この方式は、固定額の決定は①「時間数支払方式」と同じで、賃金の内訳が異なります。給与明細書への記載が変わるのです。
固定額は計算によって求められるので、年齢や基本給額に対する不平等はありません。
ただし、就業規則や給与明細書への記載、従業員への周知と理解を慎重に整備しないと、思わぬ争いに発展する可能性があります。
不平等はないはずなのに、なぜ争いにつながるのか。
ひとつずつ見ていきましょう。
例
基本給
300,000円
(内残業代相当分56,970円)
上記の例は、給与明細書に記載する内容です。
「(内残業代相当分)」の金額は、【2025-⑥-1】で紹介した計算方法で導き出した額です。
【2025-⑥-1】と異なるのは、「支給しているのは基本給のみ」という点です。
「時間数支払方式」
基本給 + 定額残業代
「基本給組込方式」
基本給(内残業代相当分)
両方式は、途中までは同じ計算を進め、計算された残業代を基本給と分けずに合算します。
これにより、「賃金のすべてが基本給」になります。
会社の賃金規則によっては、賞与額、組合費、退職金などが、基本給を元に計算していることもあるでしょう。
その場合は、これらの金額の計算にも影響が及びます。
「基本給額を高く設定したい」という場合には有効といえる方式です。
この方式で気を付けたいのが、「周到な事前設定」です。
【2025-⑥】で紹介した「就業規則への定め」と「給与明細書への記載」を整備する必要があります。
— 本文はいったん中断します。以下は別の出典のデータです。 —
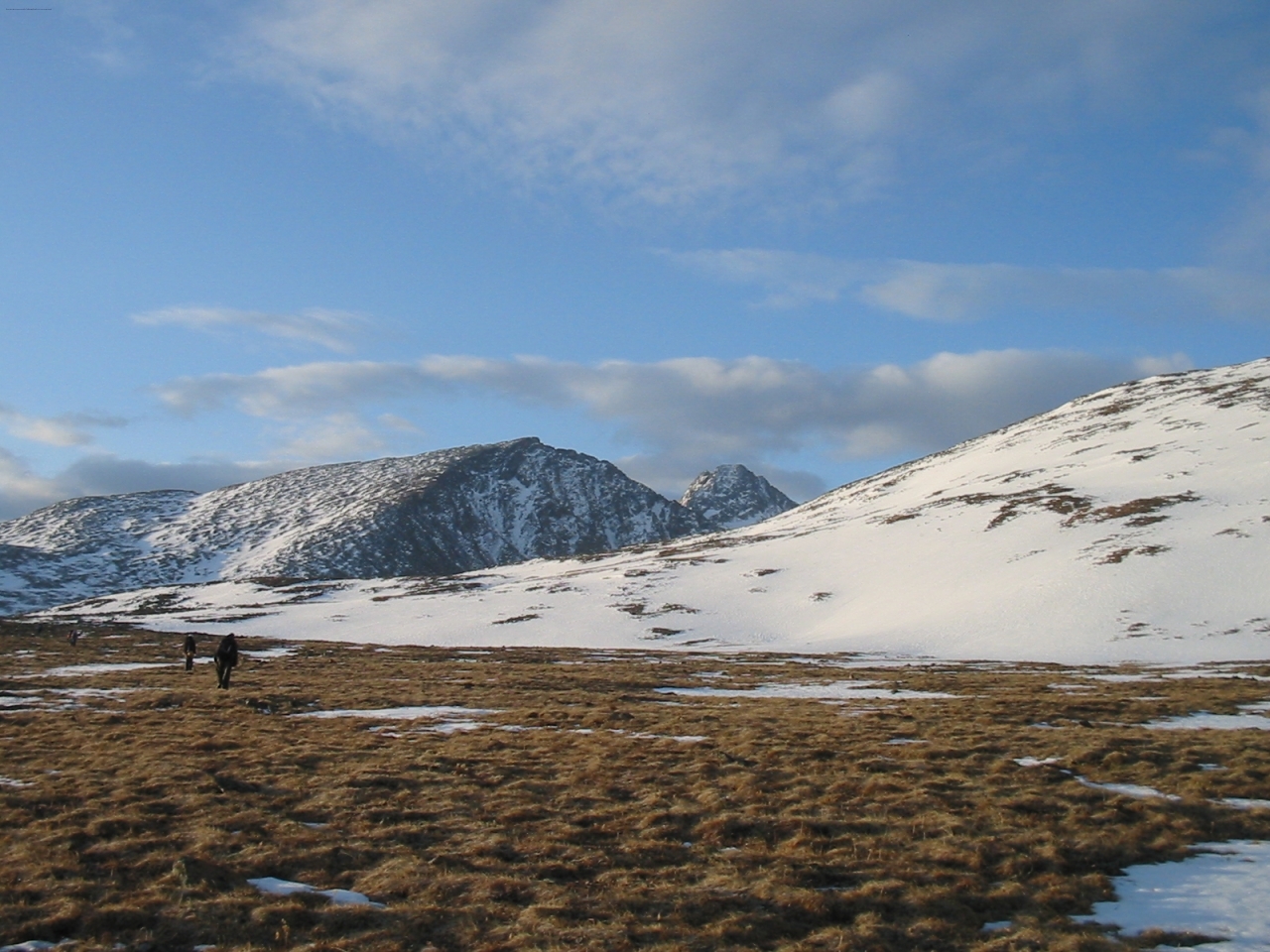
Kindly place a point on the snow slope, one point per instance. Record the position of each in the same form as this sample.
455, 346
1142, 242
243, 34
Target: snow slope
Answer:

もしこれらの事前設定を怠っていると、後々に大きな争いが発生する可能性があるのです。
例えば、給与明細書に(内残業代相当分)の記載がなく、全額が単純に「基本給」と記載されていたら。
それを受け取った人は「残業代が払われていない!」と思います。
その人が毎月、実際に時間外労働を行っていたら、「残業代を払ってほしい!」と求めてくることは、自然な展開でしょう。
会社が「残業代は支払い済みである」と反論しようにも、どこにも書いていなければ証明できません。
紛争の末、会社が未払いの割増賃金を支払うことになったら。
会社は「定額残業代が含まれた賃金額を元に割増賃金を計算することになる」のです。
そうなれば、支払額は本来の計算より大きく跳ね上がります。
一人に支払えば、支払いは他の全員に。
未払いが遡及されれば、支払いは長期間分に。
こうなったら、一度にいくらの資金が必要になるのでしょう。
賃金は正確な計算が大事。
だから複雑な計算式を用いて、金額を正確に導き出します。
それによって、平等と公平が保たれます。
しかし、それを終えても安心してはいけません。
就業規則や給与明細書という、賃金では「脇役」とも思いがちなこれらの要素をおろそかにすると、「巨額の支払い」という結果に結びつきます。
賃金の全額を基本給として支給する方式には、制度によっては利点があるでしょう。
この方式を運用するには、周到な事前準備が欠かせません。
ほんの小さな注意を怠れば、重大な結果につながる。
そんな性質のこの方式を、私は「止めはしない」という気持ちで評価しました。